García Urbano's claim, a constant in the demands of both the affected municipalities individually and the FEMP itself as a whole, once again brings to the table a problem that entails serious environmental consequences as it poses a significant risk to flora and fauna. the native fauna of the Mediterranean waters, but also economic and social, since it greatly complicates the lives of those whose livelihood is linked, directly or indirectly, to the sea or the beach.

This is the case of two key sectors for the Andalusian economy, tourism and fishing, to date the hardest hit and whose fleet, especially the artisanal, has seen its catches reduced by around 90% in just under ten years in areas of Cádiz and Málaga.

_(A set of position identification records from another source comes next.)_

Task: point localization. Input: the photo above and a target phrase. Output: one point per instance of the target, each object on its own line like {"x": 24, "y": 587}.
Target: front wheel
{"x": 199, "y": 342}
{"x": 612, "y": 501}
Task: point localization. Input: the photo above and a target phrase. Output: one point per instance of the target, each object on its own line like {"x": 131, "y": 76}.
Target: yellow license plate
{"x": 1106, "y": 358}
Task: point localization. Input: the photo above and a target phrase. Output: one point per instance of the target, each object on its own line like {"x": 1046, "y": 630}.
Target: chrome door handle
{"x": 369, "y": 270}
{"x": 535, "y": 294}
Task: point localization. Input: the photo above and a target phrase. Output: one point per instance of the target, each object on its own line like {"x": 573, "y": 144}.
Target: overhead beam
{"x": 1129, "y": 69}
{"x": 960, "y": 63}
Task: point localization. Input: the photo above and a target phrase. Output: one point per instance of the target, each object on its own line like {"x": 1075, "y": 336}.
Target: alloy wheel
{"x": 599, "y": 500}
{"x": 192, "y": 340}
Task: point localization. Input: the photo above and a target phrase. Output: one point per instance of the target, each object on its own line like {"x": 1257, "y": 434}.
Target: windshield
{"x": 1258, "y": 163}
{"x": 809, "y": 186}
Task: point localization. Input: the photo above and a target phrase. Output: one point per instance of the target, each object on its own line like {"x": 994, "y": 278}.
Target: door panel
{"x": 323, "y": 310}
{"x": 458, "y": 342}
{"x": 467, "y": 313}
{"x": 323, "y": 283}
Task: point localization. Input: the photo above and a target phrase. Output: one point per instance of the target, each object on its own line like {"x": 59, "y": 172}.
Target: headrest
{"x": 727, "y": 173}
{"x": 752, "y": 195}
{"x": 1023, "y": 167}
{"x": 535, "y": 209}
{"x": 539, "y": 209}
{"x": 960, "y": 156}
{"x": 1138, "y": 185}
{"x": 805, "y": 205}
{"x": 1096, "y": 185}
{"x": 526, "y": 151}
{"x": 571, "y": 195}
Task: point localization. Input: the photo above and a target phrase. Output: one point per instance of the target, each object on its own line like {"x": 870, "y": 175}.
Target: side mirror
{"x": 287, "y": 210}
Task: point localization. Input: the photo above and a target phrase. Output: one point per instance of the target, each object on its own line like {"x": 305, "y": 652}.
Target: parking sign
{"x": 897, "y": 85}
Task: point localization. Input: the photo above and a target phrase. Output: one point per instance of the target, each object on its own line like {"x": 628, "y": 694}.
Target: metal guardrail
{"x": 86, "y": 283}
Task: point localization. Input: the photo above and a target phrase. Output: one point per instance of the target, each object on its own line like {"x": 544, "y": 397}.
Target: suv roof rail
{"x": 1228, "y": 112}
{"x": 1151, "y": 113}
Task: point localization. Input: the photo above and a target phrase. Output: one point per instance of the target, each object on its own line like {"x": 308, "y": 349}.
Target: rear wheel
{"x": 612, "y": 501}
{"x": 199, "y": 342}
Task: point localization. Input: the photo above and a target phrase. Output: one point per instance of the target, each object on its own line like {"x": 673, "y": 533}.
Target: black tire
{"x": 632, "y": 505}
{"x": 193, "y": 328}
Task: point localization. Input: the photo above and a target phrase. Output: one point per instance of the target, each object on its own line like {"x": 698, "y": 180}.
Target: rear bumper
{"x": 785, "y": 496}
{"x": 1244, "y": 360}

"You remove the algae and the next day it's the same and it seems that you haven't done anything",

they indicate -not exempt from frustration- from the Estepona Consistory.

"The tourists are upset because the bath is very unpleasant and the fishermen only bring home algae half the days," they say with regret.

"Fighting against the invasive Asian algae" is one of the "important needs" of the coastal populations and a situation that "we must fight together", said the mayor of the also touristic city of Mijas, Josele González, in November last year. and this was transmitted by the head of infrastructures and beaches of the municipality of Mijas, José Carlos Martín, to his counterpart in the Commonwealth of Municipalities of the Western Costa del Sol, Luis Rodríguez del Pozo, during a meeting they held to analyze the situation and the future of the coast

Harvesting algae in Estepona (Málaga)ESTEPONA CITY COUNCIL


Rugulopteryx Okamurae

is a species of brown algae native to the Pacific Ocean that lives mainly on the coasts of Japan, China and Korea.

Specialists suspect that it

entered Spanish waters through the ballast released by ships when they arrive at port

-an action that is permitted and standardized, but not because it is legal and habitual, it ceases to be a polluter if it is not carried out by taking the appropriate measures- and its presence was detected for the first time in our country on the coast of Ceuta.

At ease in warm waters

The Asian algae, which requires warm waters to develop, has adapted perfectly to the 26 degrees Celsius of the Bay of Algeciras, where climate change has led to an increase in sea temperature in recent times.

From there, it began its silent but relentless invasion of the seabed of the Mediterranean, favored by these circumstances, but also by the

carelessness of the administrations

and their slowness in implementing any measure when, finally, they understand that it is necessary to act.

First it was the Strait of Gibraltar, in Cádiz;

then, the Alboran Sea and now, the Costa del Sol in Malaga.

Its progress, at breakneck speed, has allowed it to travel 400 kilometers in a single year from the Strait -200 towards Malaga and 200 towards Portugal- and has even reached the Canary Islands, where researchers from the University of Las Palmas de Gran Canaria (ULPGC) warned at the beginning of this month of August of the dangers that their presence represents for the marine ecosystem of the archipelago.